I was against the war, but the fact is that foreign policy, for me, has no absolutes, is more complicated for reasons that are obvious (cultural differences, religious influences etc).   For example, I think what happens in theocratic countries is despicable.   Women and children are often victimized in the most horrid, violent ways in countries that we are supposedly friendly with as well as with the so called "evil" countries of Bushco.  I admit I have issues with how we have to ignore the internal workings of other countries.  A part of me wonders why we think it is acceptable to "mind our own business" when despots kill and maim their own citizens.  At the same time, I know war is not the answer either.

But I am real clear on social issues.  Hagel and those like him will never be acceptable to me.  We may not be able to do much for some in foreign countries who live in despicable conditions.  But the policies of our own government SHOULD always be for the benefit and welfare of ALL citizens and no matter how you slice it, social conservatives are all about ignoring the poor, the homeless, those without trust fund DNA while rewarding those already with an advantage; as well social conservatives are about telling others how to behave when it comes to things like sexual preference, personal decisions about private life, and deciding for the rest of us what is good and what is evil.  Unacceptable.

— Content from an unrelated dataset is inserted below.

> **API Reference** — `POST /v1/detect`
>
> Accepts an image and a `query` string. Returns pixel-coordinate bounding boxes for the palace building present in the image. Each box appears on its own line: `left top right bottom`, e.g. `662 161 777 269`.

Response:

by Jjc2008 2008-07-13 08:43AM | 0 recs
Re: The Case for Chuck Hagel

sorry, but no.  That would  be the deal breaker for me and I would assume millions of loyal democrats who do not want a republican on the ticket for the DEMOCRATIC party.  We just won't vote.

look, I know Obama "attracted" a lot of republicans who were pissed off at their own party, but there is no need to turn the democratic party into a republican party, which you would if a republican came in on OUR ticket.

there is no case to make Hagel VEEP, for crying out loud.

that is one heartbeat away from being president and that would mean Hagel would be prez - a REPUBLICAN president.

The War issue is only a small fraction compared to all of the other issues I have concerns with.  And Hagel doesn't address them

We already have our anti-war candidate and that is Obama.